Generative AI-Driven Architectural Design: Automating the Transition from Concept to Building Energy Simulation


2. Meeting Time

3:00 PM, July 22 (Beijing Time)


3. Format

Zoom Meeting Meeting ID: 862 6753 2033 Passcode: 340429


Presentation Content

The early stage of architectural design has a decisive impact on overall building performance. However, translating creative conceptual design processes into structured building energy consumption models remains a major bottleneck for the industry. To address this issue, this study proposes a generative AI‑based workflow that can automatically convert design intent into building energy simulation input files compatible with EnergyPlus. In the first workflow, ChatGPT‑Image and Hunyuan3D‑2.5 are used to automatically convert 2D conceptual designs into 3D mesh models, which are further applied to building energy performance simulation. In the second workflow, Claude 3.7 Sonnet acts as an “automated architect” and constructs geometric building models by generating Python code.

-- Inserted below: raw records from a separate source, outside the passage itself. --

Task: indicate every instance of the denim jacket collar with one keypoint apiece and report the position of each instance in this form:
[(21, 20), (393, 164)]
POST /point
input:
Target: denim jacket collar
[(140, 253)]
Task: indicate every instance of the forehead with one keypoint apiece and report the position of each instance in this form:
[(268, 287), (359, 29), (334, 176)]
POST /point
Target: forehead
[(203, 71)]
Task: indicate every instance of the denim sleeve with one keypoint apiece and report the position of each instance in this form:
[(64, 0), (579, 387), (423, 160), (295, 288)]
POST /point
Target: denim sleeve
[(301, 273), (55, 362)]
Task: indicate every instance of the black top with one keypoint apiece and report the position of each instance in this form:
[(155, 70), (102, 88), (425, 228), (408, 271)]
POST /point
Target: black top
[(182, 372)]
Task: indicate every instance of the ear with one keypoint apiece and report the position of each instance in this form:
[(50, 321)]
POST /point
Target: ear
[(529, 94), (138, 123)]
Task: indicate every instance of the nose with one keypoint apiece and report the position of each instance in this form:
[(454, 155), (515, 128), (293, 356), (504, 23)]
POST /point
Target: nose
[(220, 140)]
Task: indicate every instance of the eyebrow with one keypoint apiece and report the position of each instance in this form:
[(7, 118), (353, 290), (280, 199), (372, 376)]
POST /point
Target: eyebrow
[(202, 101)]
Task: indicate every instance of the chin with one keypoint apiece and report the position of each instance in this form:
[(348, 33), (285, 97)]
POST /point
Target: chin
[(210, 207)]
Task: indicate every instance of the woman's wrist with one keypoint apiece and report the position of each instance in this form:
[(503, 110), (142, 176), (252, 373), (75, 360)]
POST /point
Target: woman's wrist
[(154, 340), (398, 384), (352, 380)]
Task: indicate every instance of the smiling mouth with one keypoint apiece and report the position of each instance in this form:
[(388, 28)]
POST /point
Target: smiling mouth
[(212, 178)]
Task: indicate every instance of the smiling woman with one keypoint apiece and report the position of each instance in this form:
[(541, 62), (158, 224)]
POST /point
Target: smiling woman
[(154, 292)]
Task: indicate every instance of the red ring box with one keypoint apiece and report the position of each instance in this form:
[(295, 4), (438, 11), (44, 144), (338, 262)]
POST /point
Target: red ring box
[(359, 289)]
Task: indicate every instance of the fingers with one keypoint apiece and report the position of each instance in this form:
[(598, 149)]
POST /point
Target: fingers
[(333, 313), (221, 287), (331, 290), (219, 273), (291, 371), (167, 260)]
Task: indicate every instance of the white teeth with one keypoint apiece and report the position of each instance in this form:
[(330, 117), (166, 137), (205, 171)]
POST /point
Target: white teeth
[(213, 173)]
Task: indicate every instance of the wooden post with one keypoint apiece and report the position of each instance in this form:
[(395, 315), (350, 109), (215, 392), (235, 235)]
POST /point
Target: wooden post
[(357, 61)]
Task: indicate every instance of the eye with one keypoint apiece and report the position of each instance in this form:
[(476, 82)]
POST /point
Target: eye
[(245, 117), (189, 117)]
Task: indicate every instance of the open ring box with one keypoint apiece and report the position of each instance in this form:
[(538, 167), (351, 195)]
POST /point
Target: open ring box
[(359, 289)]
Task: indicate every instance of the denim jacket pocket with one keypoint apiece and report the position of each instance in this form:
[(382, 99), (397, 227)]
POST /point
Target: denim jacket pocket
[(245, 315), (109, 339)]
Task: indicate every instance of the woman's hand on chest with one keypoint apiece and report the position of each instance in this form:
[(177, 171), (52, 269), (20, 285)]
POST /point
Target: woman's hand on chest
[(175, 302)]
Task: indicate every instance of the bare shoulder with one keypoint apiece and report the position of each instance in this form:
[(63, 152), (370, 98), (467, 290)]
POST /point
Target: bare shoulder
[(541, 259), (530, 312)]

Both approaches enable direct performance evaluation of design alternatives within the EnergyPlus platform. Tests were conducted using a case study of an office building in Hong Kong. The results show that optimization of building form and HVAC systems can significantly reduce energy consumption, while largely eliminating the extensive manual modeling time required in traditional building energy modeling. This study demonstrates the great potential of generative AI in architectural design, enabling seamless integration and automated coordination between creative design exploration and building energy performance optimization.